Effects of Non-Classical Gravity-Wave Dynamics on Middle-Atmosphere Circulation and Solar Tides

Mostly for reasons of efficiency, the standard approach to parameterizing gravity wave leaves out various effects. Among others, two of those are oblique wave propagation and horizontal flux convergences, summarized as 3D effects. Another aspect is deviations of wave-mean-flow interaction that arise if the mean flow is not balanced, so that pseudo-momentum (Eliassen-Palm) fluxes do not suffice for the quantification of the wave impact on the resolved flow (Wei et al 2019). The comparative importance of these effects for zonal-mean winds and temperatures, residual-mean transport, and solar tides has been investigated, using the Lagrangian gravity-wave parameterization MS-GWaM (Bölöni et al 2021, Kim et al 2021, 2024, Voelker et al 2024) in the global circulation model ICON. Comparisons between ensembles of boreal-winter simulations show that 3D dynamics leads to a statistically significant relative circulation that lowers and cools the summer mesopause but also cools/heats the summer/winter stratopause region and cools the mid-latitude winter stratosphere. Replacing pseudo-momentum forcing by a more general approach mainly affects in December the summer mesopause in manner opposite to 3D, and in February also reduces significantly the polar-night jet in the stratosphere.
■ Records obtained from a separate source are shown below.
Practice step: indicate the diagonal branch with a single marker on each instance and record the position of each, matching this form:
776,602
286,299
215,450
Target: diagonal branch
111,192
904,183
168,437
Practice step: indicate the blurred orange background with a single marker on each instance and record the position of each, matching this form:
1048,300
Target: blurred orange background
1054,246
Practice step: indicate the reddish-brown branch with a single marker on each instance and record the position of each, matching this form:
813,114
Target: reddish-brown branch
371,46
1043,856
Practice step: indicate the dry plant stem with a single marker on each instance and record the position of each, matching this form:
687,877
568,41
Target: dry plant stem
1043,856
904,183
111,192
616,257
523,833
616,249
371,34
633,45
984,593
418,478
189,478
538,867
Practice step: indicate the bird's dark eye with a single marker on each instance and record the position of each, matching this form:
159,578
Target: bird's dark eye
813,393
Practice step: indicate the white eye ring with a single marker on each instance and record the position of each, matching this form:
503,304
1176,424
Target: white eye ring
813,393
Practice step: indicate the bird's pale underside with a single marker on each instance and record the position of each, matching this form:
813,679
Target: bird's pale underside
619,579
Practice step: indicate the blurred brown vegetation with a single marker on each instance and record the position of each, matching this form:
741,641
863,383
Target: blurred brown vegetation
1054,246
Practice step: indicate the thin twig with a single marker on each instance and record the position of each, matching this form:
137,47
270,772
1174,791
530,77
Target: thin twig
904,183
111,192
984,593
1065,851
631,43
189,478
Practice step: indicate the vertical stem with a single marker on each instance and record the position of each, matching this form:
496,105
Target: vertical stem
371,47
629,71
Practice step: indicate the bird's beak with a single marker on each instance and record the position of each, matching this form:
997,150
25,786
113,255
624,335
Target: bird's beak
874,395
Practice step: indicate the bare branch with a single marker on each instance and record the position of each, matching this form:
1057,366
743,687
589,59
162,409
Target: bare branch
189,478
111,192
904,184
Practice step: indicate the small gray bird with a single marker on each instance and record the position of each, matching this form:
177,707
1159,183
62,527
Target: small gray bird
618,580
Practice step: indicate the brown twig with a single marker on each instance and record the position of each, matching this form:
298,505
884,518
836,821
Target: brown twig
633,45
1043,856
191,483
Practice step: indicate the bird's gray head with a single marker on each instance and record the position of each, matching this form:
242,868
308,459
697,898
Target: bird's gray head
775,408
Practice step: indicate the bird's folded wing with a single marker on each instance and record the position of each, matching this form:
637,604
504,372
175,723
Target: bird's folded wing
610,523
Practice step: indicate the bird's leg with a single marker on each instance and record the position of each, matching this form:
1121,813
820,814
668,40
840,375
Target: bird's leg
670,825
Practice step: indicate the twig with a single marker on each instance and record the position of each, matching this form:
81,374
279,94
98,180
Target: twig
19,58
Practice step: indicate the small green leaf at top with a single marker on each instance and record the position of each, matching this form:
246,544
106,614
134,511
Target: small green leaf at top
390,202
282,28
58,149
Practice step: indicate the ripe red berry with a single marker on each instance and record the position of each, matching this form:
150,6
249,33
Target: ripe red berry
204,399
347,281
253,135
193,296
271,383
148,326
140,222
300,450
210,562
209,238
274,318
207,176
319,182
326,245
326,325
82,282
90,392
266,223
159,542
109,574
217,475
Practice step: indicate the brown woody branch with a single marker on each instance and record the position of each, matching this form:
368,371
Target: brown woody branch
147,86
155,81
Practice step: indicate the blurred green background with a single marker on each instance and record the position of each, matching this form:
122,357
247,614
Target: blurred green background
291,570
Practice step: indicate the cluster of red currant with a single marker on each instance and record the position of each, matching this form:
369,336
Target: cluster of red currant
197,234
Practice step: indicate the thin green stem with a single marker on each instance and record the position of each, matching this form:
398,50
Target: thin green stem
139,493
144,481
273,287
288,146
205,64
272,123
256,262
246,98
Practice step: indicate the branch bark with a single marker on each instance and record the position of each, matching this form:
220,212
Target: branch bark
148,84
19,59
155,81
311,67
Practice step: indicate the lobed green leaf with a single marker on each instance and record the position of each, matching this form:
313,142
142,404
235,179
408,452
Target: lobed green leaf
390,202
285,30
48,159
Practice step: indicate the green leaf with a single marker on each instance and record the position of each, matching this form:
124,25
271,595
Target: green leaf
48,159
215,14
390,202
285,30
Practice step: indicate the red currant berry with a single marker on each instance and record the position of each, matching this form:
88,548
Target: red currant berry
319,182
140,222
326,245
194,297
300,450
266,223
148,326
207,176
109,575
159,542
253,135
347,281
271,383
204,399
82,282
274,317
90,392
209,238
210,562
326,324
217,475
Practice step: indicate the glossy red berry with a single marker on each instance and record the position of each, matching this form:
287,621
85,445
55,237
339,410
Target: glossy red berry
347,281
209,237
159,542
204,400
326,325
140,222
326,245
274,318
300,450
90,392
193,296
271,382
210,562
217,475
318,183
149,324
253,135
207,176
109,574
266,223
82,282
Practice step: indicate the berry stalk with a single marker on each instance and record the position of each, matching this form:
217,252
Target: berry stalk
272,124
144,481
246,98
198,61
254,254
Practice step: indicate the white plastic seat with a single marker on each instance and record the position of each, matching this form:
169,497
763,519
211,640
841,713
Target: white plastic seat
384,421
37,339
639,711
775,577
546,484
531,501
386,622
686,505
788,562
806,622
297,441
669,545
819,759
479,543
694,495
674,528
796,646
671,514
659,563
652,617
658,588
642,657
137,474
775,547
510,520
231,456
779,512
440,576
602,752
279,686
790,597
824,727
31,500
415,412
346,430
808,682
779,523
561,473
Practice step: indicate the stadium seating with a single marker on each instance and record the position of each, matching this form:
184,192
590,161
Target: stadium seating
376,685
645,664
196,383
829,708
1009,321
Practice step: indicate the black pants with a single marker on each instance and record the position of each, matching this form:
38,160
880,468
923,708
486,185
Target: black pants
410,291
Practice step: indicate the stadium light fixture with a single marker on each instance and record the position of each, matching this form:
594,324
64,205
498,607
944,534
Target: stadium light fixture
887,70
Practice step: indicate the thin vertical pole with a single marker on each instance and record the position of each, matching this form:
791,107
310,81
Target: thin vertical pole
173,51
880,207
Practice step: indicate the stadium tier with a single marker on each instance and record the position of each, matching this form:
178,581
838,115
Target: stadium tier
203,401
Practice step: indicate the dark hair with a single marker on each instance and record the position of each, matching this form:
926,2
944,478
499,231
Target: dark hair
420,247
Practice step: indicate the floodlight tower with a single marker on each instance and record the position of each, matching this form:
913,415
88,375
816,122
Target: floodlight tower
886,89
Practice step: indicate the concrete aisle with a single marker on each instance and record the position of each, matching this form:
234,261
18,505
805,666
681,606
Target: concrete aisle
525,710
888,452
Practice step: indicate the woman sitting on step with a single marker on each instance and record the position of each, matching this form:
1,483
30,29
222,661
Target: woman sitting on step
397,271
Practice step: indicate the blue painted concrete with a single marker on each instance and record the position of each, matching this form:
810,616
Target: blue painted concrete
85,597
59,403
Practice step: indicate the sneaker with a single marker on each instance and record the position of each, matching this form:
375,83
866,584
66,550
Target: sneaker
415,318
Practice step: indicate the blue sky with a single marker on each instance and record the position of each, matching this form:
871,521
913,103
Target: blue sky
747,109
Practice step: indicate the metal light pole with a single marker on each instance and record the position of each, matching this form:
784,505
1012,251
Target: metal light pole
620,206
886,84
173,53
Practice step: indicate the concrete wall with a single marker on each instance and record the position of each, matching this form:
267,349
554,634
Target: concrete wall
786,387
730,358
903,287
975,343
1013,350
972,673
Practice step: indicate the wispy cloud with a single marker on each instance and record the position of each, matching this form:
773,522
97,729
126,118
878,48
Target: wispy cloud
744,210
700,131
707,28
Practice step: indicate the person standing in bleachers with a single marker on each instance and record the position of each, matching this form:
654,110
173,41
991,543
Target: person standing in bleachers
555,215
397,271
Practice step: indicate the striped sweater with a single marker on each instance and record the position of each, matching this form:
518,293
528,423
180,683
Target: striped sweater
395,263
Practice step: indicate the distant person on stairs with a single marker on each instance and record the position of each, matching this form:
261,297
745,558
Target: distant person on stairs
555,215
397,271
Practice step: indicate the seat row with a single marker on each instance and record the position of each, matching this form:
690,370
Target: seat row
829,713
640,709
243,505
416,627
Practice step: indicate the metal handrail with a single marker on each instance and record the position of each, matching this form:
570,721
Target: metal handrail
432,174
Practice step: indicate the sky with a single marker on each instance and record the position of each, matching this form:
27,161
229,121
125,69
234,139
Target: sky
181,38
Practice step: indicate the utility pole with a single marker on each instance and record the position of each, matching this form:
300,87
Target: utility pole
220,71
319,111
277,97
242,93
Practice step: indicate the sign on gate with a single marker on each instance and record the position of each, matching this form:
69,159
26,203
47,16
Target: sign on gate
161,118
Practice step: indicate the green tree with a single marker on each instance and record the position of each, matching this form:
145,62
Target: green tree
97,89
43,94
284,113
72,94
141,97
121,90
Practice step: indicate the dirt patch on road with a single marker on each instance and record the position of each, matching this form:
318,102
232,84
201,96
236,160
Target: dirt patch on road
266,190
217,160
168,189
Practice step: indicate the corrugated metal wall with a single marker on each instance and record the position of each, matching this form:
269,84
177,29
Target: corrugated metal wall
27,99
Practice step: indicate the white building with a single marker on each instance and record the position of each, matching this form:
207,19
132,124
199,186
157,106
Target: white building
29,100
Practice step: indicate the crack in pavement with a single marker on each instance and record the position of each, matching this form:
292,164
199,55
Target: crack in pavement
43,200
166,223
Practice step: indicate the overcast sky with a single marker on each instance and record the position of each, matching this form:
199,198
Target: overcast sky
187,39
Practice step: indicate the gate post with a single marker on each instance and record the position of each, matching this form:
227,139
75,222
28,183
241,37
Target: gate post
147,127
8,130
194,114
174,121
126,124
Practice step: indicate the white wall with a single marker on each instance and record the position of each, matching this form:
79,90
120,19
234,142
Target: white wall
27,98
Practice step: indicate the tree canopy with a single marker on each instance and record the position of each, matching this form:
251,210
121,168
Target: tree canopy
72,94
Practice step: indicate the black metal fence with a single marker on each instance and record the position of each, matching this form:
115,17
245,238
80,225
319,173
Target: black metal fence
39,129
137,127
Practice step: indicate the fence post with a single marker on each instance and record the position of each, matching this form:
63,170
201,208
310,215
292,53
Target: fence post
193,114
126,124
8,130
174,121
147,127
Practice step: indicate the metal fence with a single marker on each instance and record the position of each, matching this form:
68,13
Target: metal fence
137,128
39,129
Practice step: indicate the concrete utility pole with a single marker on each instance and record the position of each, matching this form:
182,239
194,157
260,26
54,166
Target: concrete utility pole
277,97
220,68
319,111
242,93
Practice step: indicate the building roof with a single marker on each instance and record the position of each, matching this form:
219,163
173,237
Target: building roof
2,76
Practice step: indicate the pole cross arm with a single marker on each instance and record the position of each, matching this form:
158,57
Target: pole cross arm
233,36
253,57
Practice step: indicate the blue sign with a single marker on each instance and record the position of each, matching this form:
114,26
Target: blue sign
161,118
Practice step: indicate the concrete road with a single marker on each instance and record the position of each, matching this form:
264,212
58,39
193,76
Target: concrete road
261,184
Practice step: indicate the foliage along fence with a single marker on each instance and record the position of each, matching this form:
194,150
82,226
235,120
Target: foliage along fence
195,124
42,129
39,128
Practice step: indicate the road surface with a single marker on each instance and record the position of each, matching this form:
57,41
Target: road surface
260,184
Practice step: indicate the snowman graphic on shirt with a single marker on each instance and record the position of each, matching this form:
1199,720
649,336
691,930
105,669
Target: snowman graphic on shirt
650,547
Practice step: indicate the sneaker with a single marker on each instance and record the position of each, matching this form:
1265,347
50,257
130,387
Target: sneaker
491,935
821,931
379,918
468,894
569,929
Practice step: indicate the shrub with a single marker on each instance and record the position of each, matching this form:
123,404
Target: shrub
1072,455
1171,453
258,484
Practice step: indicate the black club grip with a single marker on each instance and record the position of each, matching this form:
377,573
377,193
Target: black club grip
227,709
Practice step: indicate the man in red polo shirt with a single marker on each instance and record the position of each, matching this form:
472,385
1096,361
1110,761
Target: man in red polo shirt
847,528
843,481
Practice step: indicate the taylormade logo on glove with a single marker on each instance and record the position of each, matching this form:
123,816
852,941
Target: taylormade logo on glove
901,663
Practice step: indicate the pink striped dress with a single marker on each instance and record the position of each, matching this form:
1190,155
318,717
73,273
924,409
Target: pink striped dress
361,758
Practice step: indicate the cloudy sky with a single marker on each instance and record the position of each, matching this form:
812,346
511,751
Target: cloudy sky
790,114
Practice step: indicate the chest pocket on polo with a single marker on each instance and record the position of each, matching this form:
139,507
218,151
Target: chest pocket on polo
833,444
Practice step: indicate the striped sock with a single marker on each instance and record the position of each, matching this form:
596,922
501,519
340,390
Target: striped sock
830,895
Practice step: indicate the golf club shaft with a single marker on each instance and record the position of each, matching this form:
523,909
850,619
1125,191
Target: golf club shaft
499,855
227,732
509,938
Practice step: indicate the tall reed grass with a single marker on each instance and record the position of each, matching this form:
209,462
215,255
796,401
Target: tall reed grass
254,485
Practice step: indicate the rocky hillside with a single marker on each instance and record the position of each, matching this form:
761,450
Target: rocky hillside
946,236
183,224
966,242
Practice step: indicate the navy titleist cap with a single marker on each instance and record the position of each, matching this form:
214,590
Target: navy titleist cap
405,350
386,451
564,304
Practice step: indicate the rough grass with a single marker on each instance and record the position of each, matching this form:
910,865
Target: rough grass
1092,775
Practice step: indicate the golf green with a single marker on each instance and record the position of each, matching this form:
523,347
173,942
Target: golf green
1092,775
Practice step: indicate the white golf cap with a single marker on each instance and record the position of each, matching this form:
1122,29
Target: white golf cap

Gravity waves seem to be responsible for most of the differences, but modified Rossby-wave fluxes partly compensate for their effects, in a manner similar as observed by Cohen et al (2013). Solar tides show a related response, where non-balanced dynamics mostly affects the summer mesosphere / lower thermosphere, but 3D has significant effects on tides in both hemispheres and down into the stratosphere.